The Tour de France passed through Sables d'ollone yesterday,they were giving giant rubber hands for the children to wave I tried to nab one,but they could see I was 59 I thought it would be good to wave a 2 foot green hand for a laugh,*might make a German smile* ,happy travels everyone,brens

I made a german smile once.
As a tugger I had a bit of a problem reversing into a tight spot on a site in France. Fritz did tell me that the problem was that my car had the steering wheel on the wrong side.
I grinned and said " your lot made it"

It was a mercedes.

He never spoke to me again for a whole two weeks.

Dave p


----------



## Sonesta (May 10, 2005)

DTPCHEMICALS said:


> On my return from Louth I passed four motorhomes traveling in the
> oposite direction.
> As I was in a happy mood I waved to each. 8)
> 
> ...


Dave,

Well I always wave frantically and smile pleasantly but that's maybe because I am leaving my home town behind me!!!!!!! Where do I live I hear you asking ........ well I'll give you 3 guesses??? :lol: :lol: :lol:

Sue


----------



## brens (Aug 11, 2009)

Can be a bit touchy can't they :lol:


----------



## mygalnme (Jul 12, 2009)

Same thing happened to us on the same road,nobody seemed to be waving back,I thought it was because we were in our brand new 11 reg  but as I said in another post about waving, if they don,t wave back its not a problem, we ,re the Happy campers :lol: :lol: 
We get funny looks off the Germans when they spot the 2 big Poppies on the front my husband insists of having on. But last year we were stopped at customs coming out of Spain to be asked what they represented...they were quite happy after we explained.  
Margaret.
p.s. I,m with you Sonesta....skeg still has a lot to offer and we,re off to Sutton on Sea this weekend,like it there too


----------



## stewartwebr (May 27, 2005)

TR5 said:


> tony50 said:
> 
> 
> > I'd feel more miserable if I was going to Louth
> ...


I have visited Louth a number of times it's a lovely place. The pub just down from Darren's place at Bespoke Rugs does lovely food and of course Darren allows you to park for free outside his place with free water, hook-up and wi-fi.

On top of that he delivers a product which will not be beaten. I have mentioned in previous posts that Darren's attention to detail is second to none.

Tell him Stewart & Garry was asking for him :wink:


----------



## an99uk (May 12, 2005)

*Waving*



brens said:


> We are travelling through France at present and have really noticed a decline in the waving fraternity.
> The Tour de France passed through Sables d'ollone yesterday,they were giving giant rubber hands for the children to wave I tried to nab one,but they could see I was 59  I thought it would be good to wave a 2 foot green hand for a laugh,might make a German smile 8O,happy travels everyone,brens


Everyone must have been heading our way then.
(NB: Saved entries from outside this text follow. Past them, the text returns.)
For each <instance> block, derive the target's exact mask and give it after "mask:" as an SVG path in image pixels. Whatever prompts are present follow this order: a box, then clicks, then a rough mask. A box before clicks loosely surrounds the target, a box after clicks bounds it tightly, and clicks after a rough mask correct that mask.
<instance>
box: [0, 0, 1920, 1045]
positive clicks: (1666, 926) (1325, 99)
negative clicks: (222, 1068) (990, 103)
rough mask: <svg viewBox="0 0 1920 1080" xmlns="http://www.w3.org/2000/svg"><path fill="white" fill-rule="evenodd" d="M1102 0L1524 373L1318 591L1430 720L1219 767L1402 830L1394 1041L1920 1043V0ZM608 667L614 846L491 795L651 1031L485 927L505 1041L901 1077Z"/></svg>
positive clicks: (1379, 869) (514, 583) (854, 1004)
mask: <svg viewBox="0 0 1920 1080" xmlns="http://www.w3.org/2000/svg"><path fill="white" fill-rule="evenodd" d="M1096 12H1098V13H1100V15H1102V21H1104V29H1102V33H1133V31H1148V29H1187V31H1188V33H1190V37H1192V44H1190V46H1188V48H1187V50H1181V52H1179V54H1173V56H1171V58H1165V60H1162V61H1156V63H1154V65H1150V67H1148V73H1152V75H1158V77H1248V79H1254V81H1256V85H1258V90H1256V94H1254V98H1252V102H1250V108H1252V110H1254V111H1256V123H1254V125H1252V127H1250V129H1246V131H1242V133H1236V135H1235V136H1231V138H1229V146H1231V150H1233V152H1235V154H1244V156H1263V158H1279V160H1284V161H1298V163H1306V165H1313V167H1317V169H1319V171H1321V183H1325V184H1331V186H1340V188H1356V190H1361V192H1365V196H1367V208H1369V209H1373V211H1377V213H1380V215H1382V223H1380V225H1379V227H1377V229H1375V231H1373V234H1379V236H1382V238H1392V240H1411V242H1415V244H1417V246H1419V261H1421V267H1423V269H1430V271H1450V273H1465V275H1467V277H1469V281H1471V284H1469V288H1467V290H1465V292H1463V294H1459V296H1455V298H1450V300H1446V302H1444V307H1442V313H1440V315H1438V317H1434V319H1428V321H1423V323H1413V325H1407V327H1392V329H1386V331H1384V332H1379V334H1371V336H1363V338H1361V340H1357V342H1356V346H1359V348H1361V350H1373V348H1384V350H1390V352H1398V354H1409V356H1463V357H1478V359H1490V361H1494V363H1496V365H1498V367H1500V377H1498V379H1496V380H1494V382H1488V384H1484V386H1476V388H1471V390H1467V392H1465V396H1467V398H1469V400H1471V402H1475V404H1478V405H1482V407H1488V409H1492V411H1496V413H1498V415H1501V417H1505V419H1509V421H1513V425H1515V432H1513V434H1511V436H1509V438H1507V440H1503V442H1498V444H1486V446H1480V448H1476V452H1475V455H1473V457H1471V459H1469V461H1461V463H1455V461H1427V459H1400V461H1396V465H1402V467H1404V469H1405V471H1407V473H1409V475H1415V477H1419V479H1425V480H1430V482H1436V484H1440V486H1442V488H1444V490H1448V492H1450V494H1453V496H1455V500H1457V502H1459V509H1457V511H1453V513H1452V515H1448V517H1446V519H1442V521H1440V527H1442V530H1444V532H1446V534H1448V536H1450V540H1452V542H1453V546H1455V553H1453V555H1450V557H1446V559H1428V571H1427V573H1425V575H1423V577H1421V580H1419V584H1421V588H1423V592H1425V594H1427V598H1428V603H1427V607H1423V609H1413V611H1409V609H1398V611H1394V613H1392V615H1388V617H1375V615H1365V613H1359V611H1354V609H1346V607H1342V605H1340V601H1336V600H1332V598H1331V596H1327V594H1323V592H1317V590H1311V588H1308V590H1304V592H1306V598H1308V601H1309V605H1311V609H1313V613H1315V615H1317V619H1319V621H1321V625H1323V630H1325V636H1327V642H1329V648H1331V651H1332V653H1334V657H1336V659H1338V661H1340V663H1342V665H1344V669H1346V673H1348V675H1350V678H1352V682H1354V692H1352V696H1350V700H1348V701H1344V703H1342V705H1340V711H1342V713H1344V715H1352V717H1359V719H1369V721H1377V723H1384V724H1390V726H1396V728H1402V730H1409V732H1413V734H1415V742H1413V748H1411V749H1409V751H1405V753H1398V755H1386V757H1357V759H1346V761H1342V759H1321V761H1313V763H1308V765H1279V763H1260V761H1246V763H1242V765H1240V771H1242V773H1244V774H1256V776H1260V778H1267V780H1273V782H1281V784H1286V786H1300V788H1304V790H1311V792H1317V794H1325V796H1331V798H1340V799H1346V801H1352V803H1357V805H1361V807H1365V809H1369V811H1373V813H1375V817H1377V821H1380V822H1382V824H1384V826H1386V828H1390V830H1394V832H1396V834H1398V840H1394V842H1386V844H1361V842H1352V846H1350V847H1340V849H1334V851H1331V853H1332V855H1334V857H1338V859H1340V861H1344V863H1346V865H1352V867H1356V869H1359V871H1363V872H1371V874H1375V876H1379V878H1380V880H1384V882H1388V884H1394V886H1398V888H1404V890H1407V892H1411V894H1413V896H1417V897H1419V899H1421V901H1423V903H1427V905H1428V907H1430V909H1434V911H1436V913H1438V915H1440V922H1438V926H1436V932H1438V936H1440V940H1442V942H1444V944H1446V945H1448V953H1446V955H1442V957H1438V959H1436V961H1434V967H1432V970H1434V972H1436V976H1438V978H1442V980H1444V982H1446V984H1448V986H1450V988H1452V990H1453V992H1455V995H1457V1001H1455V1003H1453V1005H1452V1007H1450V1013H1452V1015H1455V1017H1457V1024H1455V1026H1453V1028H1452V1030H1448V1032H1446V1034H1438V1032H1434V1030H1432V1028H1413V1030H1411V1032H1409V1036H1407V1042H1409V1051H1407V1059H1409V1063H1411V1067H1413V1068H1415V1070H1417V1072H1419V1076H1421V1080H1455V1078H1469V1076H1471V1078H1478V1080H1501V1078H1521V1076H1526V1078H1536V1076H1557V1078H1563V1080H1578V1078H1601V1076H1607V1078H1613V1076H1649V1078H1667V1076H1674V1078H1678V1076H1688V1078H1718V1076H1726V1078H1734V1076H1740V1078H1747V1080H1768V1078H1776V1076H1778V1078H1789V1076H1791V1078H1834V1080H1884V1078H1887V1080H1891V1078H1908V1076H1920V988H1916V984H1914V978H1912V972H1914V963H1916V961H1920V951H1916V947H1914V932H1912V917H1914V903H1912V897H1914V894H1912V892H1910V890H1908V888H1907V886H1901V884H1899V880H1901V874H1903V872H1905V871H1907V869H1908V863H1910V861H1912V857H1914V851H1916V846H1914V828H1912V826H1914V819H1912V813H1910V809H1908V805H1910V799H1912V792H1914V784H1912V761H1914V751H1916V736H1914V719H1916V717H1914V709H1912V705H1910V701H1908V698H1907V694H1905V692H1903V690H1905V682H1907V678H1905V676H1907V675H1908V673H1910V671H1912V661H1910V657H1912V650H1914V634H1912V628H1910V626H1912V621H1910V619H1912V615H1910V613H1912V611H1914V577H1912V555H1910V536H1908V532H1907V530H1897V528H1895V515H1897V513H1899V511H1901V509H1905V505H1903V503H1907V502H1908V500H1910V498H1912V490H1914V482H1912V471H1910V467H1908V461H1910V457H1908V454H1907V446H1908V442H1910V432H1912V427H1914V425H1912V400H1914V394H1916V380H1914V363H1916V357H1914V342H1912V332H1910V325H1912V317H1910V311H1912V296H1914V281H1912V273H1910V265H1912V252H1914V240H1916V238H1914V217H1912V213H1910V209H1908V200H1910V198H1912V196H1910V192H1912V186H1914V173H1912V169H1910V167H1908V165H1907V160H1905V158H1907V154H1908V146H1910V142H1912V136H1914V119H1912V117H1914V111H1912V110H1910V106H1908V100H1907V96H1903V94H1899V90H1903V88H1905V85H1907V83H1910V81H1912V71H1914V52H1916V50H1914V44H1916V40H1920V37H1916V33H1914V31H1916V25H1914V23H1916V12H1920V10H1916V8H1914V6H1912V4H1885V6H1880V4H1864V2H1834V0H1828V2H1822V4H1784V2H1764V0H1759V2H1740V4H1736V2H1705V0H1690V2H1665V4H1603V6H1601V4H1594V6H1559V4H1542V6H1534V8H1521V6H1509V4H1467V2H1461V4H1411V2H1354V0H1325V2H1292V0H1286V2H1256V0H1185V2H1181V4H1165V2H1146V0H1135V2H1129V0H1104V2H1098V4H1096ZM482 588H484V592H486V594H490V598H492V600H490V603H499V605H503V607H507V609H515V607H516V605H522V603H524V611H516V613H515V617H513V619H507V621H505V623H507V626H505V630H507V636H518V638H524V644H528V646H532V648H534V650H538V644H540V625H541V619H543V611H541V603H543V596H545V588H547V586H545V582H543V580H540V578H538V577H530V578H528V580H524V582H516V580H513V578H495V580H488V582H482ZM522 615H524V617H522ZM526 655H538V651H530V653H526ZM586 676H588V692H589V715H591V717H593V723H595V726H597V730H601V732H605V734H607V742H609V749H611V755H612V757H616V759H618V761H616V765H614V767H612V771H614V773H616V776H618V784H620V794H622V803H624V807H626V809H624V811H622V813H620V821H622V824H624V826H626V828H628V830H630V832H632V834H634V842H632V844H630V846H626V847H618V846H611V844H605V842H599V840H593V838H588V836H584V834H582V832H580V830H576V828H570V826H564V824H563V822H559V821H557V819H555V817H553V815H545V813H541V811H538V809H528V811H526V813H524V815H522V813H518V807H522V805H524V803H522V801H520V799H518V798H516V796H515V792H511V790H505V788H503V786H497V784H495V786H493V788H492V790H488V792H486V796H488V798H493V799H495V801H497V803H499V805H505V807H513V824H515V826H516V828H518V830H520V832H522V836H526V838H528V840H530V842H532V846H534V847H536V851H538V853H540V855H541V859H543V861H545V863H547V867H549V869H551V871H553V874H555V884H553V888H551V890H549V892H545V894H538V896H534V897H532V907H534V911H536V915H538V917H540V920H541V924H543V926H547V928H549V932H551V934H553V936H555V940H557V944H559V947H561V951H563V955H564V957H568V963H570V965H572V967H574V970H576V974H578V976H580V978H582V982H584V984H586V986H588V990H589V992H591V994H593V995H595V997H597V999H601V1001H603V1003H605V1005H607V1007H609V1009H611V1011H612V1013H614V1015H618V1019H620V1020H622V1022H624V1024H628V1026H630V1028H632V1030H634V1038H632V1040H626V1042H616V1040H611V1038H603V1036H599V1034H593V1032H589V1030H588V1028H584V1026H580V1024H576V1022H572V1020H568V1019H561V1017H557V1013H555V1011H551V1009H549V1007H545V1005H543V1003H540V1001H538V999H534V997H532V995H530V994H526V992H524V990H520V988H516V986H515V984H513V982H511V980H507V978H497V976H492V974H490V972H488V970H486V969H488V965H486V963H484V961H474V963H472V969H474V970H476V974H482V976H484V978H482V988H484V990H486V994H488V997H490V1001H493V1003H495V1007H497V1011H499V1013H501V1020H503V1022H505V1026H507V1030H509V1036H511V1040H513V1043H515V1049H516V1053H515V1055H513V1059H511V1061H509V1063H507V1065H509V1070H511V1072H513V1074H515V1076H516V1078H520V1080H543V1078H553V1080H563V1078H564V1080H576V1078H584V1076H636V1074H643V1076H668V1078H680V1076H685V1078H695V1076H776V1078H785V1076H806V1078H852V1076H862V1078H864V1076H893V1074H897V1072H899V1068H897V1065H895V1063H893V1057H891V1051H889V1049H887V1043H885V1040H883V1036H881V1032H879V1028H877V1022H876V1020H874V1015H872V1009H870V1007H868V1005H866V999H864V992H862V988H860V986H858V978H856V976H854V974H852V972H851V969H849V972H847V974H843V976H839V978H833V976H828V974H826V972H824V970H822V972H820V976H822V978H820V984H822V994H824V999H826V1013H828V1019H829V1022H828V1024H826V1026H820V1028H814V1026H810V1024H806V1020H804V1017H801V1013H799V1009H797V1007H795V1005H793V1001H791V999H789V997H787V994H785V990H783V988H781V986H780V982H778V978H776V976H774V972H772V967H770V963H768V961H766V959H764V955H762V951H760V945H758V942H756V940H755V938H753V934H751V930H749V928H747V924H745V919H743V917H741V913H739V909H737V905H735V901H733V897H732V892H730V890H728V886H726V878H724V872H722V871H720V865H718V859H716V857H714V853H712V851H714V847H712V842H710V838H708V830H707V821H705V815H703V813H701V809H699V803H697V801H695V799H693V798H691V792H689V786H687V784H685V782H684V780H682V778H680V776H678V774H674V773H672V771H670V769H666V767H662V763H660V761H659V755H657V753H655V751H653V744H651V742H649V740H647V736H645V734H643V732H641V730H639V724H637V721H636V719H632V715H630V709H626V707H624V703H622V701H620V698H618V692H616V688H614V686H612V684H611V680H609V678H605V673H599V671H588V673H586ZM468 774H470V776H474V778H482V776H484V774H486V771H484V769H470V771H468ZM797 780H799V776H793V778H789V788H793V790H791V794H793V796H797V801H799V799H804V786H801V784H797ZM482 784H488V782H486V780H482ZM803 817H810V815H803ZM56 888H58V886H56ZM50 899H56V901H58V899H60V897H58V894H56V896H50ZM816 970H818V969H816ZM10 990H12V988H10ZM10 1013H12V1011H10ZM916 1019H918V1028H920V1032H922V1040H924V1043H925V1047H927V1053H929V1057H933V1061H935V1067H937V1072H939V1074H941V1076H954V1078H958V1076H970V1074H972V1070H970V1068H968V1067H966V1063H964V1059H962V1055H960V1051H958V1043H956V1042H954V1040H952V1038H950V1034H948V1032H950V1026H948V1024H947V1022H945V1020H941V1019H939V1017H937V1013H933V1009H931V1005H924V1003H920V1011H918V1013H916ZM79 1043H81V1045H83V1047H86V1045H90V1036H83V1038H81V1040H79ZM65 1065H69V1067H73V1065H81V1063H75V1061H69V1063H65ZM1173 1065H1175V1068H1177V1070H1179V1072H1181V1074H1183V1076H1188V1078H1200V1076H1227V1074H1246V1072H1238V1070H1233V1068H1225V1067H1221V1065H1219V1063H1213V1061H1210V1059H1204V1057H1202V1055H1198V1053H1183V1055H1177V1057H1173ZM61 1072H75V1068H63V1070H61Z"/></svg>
Just back from 2 weeks in France, Calais-Rouen-Le Mans-Nantes- Chlolet-Limogue-Carcassonne-Narbonne-Cap de Agde.Some motorway mostly N roads.

98% return on waves. Flashing lights, the works especially from the French!! Got arm ache on route home.

Another observation was every other vehicle was a motorhome, anyone else noticed?


----------



## apxc15 (Dec 1, 2007)

Back from Walcott Norfolk to Louth today and 3 vans waved back, of all those coming the other way, and all 3 where on Dutch plates.

The best fish and chips in Louth are not at Mr Chips but if I told you who sells the best I wouldn't be able to park outside when I buy mine :roll: 

I won't tell you where the best CL/CS site in Louth is either or I wouldn't be able to get on it. :twisted: 

Pete 8)


----------